THE DOCTRINE OF PRAYER
By Robert E. Hanna
"I have learned, in whatsoever state I am, therewith to be content. I know both how to be abased, and I know how to abound: everywhere and in all things I am instructed both to be full and to be hungry, both to abound and to suffer need. I can do all things through Christ which strengtheneth me" (Philippians 4:nb-13). With these words our apostle reveals much in regard to how we are to pray in this age of grace.
If, as so many believe, prayer is a means of obtaining whatever the petitioner desires, then why does Paul make the above statement? Why did he not simply ask and receive whatever comforts and abundance he may have wished? And why, after explaining his willingness to be deprived, does he assure us that "My God shall supply all your need according to His riches in glory by Christ Jesus" (verse 19)?
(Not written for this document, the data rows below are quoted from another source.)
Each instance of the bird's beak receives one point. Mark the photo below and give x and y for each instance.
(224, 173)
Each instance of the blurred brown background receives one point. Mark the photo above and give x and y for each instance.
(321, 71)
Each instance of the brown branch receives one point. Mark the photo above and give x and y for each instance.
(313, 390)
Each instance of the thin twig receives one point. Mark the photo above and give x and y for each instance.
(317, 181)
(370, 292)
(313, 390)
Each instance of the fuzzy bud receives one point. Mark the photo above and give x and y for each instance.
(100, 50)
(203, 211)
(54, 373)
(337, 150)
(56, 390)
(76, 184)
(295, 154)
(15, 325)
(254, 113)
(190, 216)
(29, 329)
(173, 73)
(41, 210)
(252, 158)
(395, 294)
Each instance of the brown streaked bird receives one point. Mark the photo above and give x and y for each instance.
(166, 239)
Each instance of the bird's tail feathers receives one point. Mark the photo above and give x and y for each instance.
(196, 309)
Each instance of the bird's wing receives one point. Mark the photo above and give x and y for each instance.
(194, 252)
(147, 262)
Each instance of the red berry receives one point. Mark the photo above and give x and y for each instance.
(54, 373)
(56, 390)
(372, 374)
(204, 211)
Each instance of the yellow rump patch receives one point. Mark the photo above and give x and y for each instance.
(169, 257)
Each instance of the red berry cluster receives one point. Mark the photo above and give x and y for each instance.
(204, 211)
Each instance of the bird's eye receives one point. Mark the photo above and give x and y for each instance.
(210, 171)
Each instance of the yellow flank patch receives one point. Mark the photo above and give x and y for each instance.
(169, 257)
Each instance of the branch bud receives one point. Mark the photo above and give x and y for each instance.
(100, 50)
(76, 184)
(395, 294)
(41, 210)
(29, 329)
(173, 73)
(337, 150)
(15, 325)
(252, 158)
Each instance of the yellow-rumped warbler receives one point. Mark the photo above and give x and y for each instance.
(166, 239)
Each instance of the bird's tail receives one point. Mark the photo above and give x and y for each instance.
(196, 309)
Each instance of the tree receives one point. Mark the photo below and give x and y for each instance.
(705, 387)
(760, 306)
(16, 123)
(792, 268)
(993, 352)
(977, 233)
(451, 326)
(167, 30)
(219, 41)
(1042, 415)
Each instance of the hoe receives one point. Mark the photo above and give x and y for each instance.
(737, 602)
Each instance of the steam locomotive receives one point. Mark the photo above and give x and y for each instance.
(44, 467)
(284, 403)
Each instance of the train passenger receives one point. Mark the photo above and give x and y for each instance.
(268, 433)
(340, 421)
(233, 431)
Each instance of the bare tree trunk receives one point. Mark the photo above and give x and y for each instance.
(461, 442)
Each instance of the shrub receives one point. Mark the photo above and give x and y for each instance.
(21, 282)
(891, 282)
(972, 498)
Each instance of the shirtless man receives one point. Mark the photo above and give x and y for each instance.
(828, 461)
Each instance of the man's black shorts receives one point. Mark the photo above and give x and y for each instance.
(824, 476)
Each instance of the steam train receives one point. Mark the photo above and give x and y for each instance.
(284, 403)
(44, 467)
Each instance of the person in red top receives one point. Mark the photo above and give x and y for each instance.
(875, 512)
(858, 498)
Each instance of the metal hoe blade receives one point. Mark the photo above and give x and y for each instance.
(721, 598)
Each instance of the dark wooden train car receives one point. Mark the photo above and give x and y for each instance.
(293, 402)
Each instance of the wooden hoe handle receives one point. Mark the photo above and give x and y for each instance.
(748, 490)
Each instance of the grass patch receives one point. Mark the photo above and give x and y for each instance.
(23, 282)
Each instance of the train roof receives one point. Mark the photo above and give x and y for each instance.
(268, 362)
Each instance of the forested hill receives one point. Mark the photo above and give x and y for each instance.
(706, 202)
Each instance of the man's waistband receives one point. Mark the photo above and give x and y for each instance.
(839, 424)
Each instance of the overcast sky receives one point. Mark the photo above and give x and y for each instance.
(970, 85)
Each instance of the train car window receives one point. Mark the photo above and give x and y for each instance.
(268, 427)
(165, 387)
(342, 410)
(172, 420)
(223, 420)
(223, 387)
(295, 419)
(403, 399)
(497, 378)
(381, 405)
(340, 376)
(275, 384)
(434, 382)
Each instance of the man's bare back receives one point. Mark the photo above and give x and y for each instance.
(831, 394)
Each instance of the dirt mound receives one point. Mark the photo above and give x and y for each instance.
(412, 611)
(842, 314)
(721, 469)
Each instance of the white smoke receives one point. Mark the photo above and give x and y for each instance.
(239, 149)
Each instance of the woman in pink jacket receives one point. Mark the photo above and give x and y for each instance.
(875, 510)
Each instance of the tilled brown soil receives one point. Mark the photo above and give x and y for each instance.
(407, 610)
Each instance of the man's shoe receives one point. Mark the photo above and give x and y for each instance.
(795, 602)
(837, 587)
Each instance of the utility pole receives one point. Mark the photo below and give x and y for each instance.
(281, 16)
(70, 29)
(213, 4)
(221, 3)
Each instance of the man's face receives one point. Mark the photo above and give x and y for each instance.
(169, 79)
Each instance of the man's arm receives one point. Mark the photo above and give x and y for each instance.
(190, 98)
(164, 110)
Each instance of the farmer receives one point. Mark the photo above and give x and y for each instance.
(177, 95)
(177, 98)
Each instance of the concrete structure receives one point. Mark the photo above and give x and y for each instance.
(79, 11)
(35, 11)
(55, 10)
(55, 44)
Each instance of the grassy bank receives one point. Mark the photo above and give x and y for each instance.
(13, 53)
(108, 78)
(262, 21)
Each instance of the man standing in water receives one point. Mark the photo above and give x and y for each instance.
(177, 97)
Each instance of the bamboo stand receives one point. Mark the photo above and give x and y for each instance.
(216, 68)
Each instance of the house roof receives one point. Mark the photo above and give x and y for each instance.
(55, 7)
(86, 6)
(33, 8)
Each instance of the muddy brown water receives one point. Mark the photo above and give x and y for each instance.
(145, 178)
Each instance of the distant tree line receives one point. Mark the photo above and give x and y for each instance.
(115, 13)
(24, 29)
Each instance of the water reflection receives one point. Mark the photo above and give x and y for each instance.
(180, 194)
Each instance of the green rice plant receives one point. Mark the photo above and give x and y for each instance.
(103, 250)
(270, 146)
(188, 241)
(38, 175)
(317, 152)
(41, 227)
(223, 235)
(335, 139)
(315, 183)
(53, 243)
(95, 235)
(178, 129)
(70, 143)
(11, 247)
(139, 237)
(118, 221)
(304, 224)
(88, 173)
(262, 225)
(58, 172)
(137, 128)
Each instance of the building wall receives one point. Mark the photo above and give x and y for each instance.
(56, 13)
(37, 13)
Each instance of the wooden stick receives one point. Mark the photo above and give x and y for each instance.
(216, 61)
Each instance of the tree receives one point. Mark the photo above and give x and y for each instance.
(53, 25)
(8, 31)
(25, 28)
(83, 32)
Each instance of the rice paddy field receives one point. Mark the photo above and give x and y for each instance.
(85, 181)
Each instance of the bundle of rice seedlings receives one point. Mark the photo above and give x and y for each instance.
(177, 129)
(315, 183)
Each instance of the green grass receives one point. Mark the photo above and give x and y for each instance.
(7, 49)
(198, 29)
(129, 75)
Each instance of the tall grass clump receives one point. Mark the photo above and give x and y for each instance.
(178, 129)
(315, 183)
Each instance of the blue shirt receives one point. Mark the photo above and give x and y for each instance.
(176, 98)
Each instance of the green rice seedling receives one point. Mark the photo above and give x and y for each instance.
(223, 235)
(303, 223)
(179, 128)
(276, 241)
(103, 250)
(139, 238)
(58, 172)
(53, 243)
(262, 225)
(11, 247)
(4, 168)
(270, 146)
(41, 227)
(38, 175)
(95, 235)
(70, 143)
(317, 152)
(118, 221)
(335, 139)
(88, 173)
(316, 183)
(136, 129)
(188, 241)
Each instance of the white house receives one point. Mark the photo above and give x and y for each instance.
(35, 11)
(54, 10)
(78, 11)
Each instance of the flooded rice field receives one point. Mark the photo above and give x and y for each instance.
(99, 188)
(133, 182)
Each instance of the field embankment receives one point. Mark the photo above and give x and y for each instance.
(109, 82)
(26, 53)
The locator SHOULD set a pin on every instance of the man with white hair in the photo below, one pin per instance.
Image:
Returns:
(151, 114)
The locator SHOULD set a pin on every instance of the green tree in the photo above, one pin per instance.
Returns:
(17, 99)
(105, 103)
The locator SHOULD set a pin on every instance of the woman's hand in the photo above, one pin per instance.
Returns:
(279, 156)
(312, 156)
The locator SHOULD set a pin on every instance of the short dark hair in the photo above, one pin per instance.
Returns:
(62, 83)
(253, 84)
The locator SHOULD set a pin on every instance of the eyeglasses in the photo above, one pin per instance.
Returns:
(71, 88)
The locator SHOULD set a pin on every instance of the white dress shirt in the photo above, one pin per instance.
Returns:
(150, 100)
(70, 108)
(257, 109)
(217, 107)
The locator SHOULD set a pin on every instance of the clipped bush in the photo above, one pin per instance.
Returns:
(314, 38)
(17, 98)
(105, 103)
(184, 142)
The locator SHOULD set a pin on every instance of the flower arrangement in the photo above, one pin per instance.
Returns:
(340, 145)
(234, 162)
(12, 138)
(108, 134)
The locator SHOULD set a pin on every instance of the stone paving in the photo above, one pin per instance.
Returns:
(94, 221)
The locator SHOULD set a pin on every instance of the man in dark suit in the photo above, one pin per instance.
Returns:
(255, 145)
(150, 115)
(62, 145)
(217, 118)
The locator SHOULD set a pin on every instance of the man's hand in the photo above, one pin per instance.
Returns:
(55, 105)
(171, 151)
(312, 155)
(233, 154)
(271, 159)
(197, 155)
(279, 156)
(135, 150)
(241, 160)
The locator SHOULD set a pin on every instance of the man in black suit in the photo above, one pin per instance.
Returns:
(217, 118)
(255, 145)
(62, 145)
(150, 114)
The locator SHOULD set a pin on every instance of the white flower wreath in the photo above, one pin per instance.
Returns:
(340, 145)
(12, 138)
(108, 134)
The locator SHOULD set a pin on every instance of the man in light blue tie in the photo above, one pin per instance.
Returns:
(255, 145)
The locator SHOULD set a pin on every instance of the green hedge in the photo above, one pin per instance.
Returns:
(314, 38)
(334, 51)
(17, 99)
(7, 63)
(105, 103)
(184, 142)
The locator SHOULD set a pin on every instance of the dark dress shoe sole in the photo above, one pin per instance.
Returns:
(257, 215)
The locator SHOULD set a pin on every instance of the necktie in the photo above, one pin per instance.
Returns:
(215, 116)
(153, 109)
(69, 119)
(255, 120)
Paul is affirming his faith in the Lord, Who enables and provides according to His will and purpose. He is teaching reliance upon God for strength to endure and withstand and perform; and he tells us that God shall supply all our need- not all our self-determined and whimsical favors.
In his second epistle to Timothy, Paul wrote, "Trophimus have I left at Miletum sick" (II Timothy 4:2ob). Why didn't he just pray healing upon Trophimus instead of leaving him incapacitated at Miletum? We must follow Paul in prayer, so that "The peace of God, which passeth all understanding, shall keep your hearts and minds through Christ Jesus."